Studying put girls at more risk, while for boys internet and computer use posed the greatest threat. Scientists found that participating in at least three hours of certain sports could significantly reduce the threat in girls and boys. The study found evidence of the benefits of 3 hours a week of high-intensity sports where the participant is on their feet, such as football, basketball, netball or running. Cricket, chess and shooting don’t count unless there is good fitness routine to go along with it.
Osteoporosis in older adults has been studied numerous times but this is the first of a kind study analysing the effects of different sedentary behaviours on bone health in the critical development period of adolescence.
Dr Luis Gracia Marco of the University of Exeter, who led the research, said: “Clearly we are not telling girls not to study. It is a fact of modern life that teenagers spend more time engaged in deskbound or sitting activities, but our research is one of the first to identify a connection between this behaviour in adolescents and low levels of bone mass in key regions of the body.

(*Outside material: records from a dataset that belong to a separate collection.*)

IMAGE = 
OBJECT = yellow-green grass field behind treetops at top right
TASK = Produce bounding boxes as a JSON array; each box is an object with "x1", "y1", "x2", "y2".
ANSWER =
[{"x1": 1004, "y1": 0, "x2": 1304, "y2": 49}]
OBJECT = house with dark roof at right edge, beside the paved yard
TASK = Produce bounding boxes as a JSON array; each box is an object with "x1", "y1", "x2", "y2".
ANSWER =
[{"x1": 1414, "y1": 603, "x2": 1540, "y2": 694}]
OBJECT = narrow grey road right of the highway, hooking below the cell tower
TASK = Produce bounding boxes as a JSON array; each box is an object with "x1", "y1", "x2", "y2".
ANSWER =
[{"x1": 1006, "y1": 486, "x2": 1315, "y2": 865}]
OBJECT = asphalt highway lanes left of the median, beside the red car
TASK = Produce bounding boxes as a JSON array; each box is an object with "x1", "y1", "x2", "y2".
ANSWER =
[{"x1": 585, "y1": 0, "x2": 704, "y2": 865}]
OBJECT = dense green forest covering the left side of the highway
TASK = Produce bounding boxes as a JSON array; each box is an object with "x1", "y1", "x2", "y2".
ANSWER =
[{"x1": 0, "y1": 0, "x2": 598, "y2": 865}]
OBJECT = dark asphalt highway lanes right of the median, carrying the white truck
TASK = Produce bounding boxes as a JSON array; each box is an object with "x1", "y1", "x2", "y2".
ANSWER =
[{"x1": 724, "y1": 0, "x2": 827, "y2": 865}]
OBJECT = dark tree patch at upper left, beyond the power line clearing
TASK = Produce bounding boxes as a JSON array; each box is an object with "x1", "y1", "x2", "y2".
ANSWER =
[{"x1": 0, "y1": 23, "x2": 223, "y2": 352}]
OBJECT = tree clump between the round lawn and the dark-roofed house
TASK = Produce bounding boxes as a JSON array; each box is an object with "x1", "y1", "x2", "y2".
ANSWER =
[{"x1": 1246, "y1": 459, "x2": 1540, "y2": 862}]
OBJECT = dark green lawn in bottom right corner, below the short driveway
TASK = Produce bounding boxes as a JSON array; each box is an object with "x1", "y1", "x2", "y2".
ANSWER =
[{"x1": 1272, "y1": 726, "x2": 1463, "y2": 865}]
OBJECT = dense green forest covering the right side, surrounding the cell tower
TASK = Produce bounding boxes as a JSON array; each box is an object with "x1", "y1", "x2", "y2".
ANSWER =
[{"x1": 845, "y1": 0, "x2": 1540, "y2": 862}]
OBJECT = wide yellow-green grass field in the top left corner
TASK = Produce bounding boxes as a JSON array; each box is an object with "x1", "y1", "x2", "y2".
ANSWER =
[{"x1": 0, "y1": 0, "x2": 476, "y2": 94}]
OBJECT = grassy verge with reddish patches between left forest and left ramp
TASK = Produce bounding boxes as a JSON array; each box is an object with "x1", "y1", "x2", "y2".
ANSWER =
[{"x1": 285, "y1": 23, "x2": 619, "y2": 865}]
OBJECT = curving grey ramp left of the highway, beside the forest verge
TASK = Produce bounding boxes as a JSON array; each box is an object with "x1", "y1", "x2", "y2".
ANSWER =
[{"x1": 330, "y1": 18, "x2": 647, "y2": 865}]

It is already well-known that an inactive lifestyle has implications for young people, such as obesity and heart diseases. Combined with that, our findings emphasise the need for exercise, and we hope it will give some focus for young people and their parents to ward off any health problems later in life.”
The research assessed the lifestyles of 359 Spanish adolescents and examined bone mineral content in the femoral neck region of the hip, which is a critical area for diagnosing osteoporosis.